Director: Matthew Vaughn
Writer: Jane Goldman, Matthew Vaughn
Starring: Claire Danes, Ian McKellen, Charlie Cox, Michelle Pfeiffer, Robert De Niro
Runtime: 127 minutes
Rating: 76% Fresh
Views: 1st Viewing
Director Matthew Vaughn started his career with 2004’s indie-crime film, Layer Cake, which was released to both widespread critical and audience acclaim, and has gone on to become a cult film in the same vain as Guy Ritchie’s Lock Stock and Two Smoking Barrels. Since Layer Cake, Matthew Vaughn has gone on to become one of Hollywood’s most interesting directors, and easily one of the go-to filmmakers for action and crime films. Stardust was Vaughn’s sophomore directing attempt, and Vaughn again manages to hit it out of the park.

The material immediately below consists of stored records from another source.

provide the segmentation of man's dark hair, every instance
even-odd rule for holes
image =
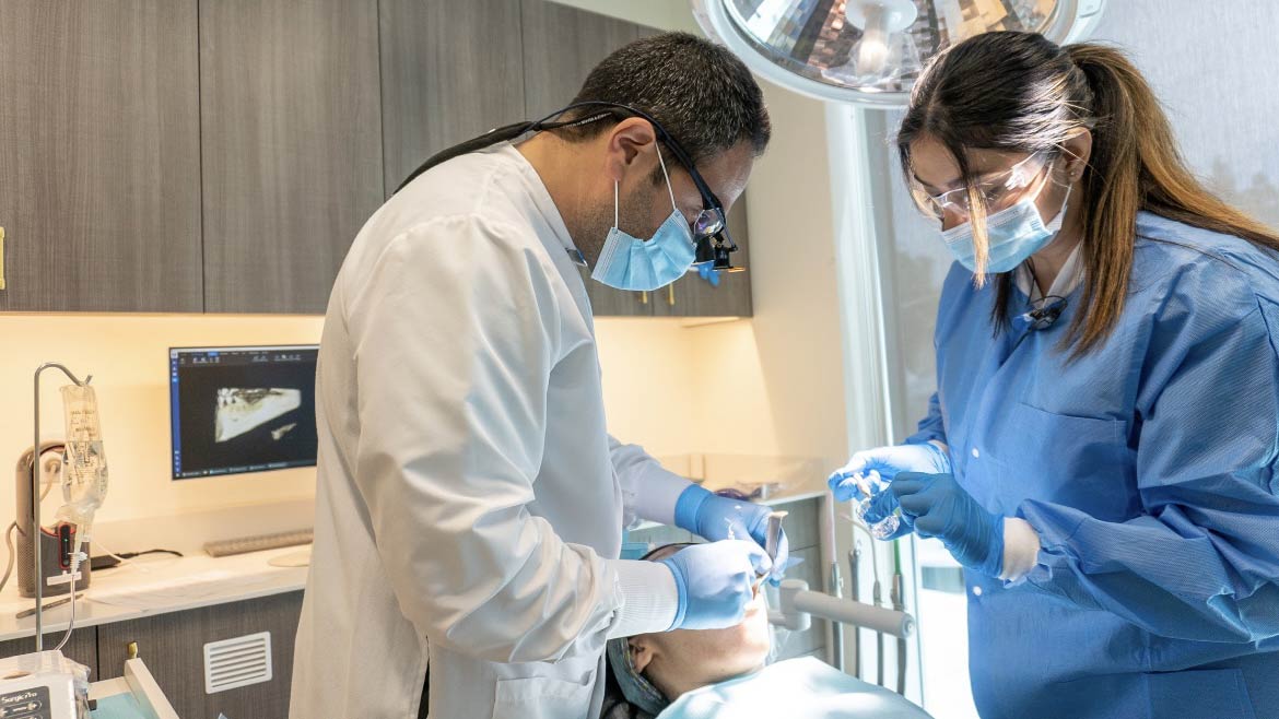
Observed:
[[[751,70],[726,49],[687,32],[645,37],[614,51],[573,99],[585,101],[616,102],[652,115],[693,162],[742,141],[758,155],[773,134]],[[569,116],[591,113],[587,107]],[[578,125],[569,137],[595,137],[613,124]]]

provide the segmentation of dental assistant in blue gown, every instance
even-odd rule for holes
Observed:
[[[958,260],[938,391],[831,489],[964,565],[981,716],[1279,718],[1279,235],[1109,47],[964,41],[898,147]]]

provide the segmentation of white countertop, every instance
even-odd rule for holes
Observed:
[[[302,590],[307,581],[306,567],[272,567],[267,562],[304,549],[289,546],[216,559],[203,553],[183,558],[146,555],[93,572],[90,589],[75,603],[75,626],[91,627]],[[17,618],[36,603],[18,596],[17,573],[15,568],[9,586],[0,594],[0,641],[36,632],[35,615]],[[65,596],[46,596],[45,605]],[[69,618],[69,604],[45,610],[46,646],[50,635],[67,631]],[[51,641],[56,645],[58,637]]]

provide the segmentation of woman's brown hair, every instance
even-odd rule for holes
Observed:
[[[968,189],[977,283],[987,260],[986,206],[967,152],[994,148],[1060,155],[1067,139],[1092,133],[1081,179],[1085,266],[1081,311],[1065,342],[1073,356],[1101,343],[1123,312],[1141,210],[1279,251],[1279,234],[1223,202],[1187,169],[1154,91],[1118,50],[1058,46],[1040,35],[991,32],[939,55],[916,83],[897,143],[906,177],[911,145],[944,145]],[[909,182],[909,179],[908,179]],[[996,283],[993,320],[1008,325],[1010,279]]]

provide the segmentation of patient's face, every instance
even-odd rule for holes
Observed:
[[[651,559],[665,559],[679,549],[671,548]],[[761,669],[771,649],[767,614],[761,590],[747,608],[746,619],[735,627],[632,637],[636,669],[669,699]]]

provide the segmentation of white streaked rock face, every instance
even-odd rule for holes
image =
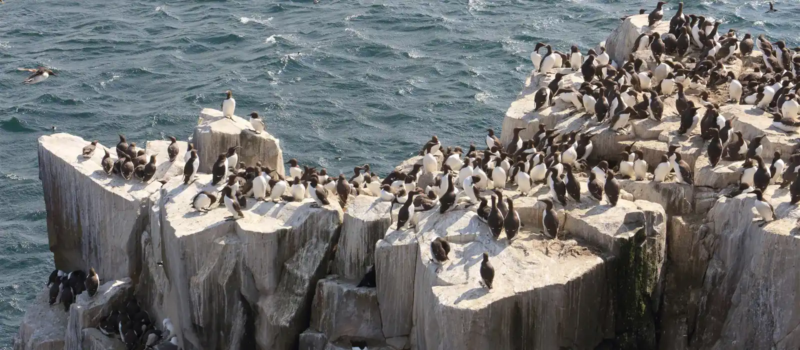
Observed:
[[[270,126],[266,125],[266,130],[257,134],[252,129],[249,117],[247,119],[237,116],[226,118],[219,110],[203,109],[192,137],[200,159],[198,172],[210,173],[211,166],[217,161],[219,153],[227,152],[229,147],[240,145],[242,148],[238,152],[239,161],[244,161],[248,165],[261,161],[283,175],[285,165],[281,142],[270,134]]]

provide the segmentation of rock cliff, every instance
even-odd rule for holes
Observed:
[[[664,29],[642,21],[646,16],[628,18],[606,41],[613,59],[626,58],[640,34]],[[748,62],[726,66],[742,72],[752,69]],[[555,72],[566,74],[562,86],[583,82],[570,69]],[[186,143],[173,164],[162,151],[166,142],[148,142],[146,152],[158,154],[156,178],[164,183],[144,184],[107,177],[102,152],[79,157],[87,141],[45,136],[40,177],[56,268],[94,267],[102,285],[99,296],[78,296],[69,312],[49,305],[43,291],[15,350],[122,348],[95,328],[131,296],[154,320],[171,320],[187,350],[800,347],[800,209],[789,205],[788,189],[769,186],[765,197],[780,219],[759,226],[753,196],[720,196],[738,182],[741,162],[711,167],[699,137],[676,136],[674,98],[665,101],[662,122],[635,121],[629,133],[614,133],[563,101],[533,111],[534,93],[552,79],[537,73],[526,79],[503,121],[502,144],[515,127],[526,128],[524,139],[539,124],[582,128],[598,133],[590,162],[632,145],[651,169],[677,145],[695,185],[675,183],[671,175],[662,183],[620,180],[622,199],[611,206],[586,195],[586,177],[576,171],[583,196],[556,206],[562,236],[555,240],[542,233],[544,205],[538,200],[549,197],[546,185],[528,195],[515,185],[501,190],[524,225],[513,240],[494,238],[464,193],[444,213],[438,206],[418,213],[406,229],[396,229],[398,205],[366,193],[322,208],[310,198],[248,198],[244,217],[229,221],[224,206],[214,204],[207,213],[190,206],[199,192],[222,189],[207,174],[217,154],[242,145],[241,161],[285,173],[278,140],[255,134],[244,119],[202,111],[192,140],[202,173],[188,184],[176,176]],[[696,93],[687,97],[700,101]],[[722,111],[746,138],[766,133],[764,154],[791,154],[797,146],[796,137],[771,129],[760,109]],[[435,157],[440,169],[442,153]],[[398,170],[422,161],[414,157]],[[441,174],[421,174],[418,185]],[[430,248],[438,237],[452,249],[443,263]],[[496,271],[491,289],[481,282],[484,253]],[[359,286],[371,270],[374,286]]]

Stardust is based on the Neil Gaiman novel of the same name, and is about a young man called Tristan Thorn (Charlie Cox). Tristan’s father crossed over the wall into the magical kingdom of Stormhold eighteen years previous, and met Tristan’s mother, an enslaved princess named Una. The King of Stormhold is on his deathbed, and after deciding to let his sons compete for the throne, throws a ruby into the sky for his sons to retrieve. The ruby collides with a nearby star, sending both crashing back down to the earth. Tristan Thorn travels to the star, and finds a young girl named Yvaine (Claire Danes) who he precedes to take with him. A group of three witches, led by Lamia (Michelle Pfeiffer) learns of the fallen star and decides to find the young woman and eat her heart, thereby recovering the three witches’ youth and magical powers. With the assistance of his mother and a flamboyant pirate of the sky (Robert De Niro), Tristan must win his true love and save Yvain from certain doom.
Going into a film like Stardust is always a very intimidating prospect, because most films in the fantasy genre simply don’t turn out very well in the end. In the years following Peter Jackson’s Lord of the Rings trilogy, many franchises and stand-alone fantasy epics were attempted, and mostly failed (with the exception of The Chronicles of Narnia), and Stardust looked to be no different. Fortunately for audiences worldwide, Stardust is loaded with more than enough talent to make it work, and make it work well. Director Matthew Vaughn knows how to pace a film of this proportion, and his direction is remarkable throughout. His action scenes flow together incredibly well, and he commands his exceptionally talented cast to some very impressive performances. Robert De Niro in particular puts in a very fun performance as Captain Shakespeare, the flamboyant sky pirate, easily giving the film it’s most heartfelt and tear-inducing moment towards the end of the film.
The only elements that don’t work for Stardust are its score, composed by long-time Matthew Vaughn collaborator Ilan Eshkeri. It’s not that the score is particularly bad, just that it feels like and sounds very similar at times to Howard Shore’s score for the Lord of the Rings trilogy. It took me out of the film in a few moments, and I felt that a less inspired composition might have worked far better. Overall, Stardust is an incredibly fun and entertaining discovery for the fantasy genre, and a film that completely took many people by surprise. A talented director and cast help this film rise from a mediocre and forgettable film to a cult favourite that will continue to entertain for years. I highly recommend Stardust to anybody interested in epic fantasy films. 8/10.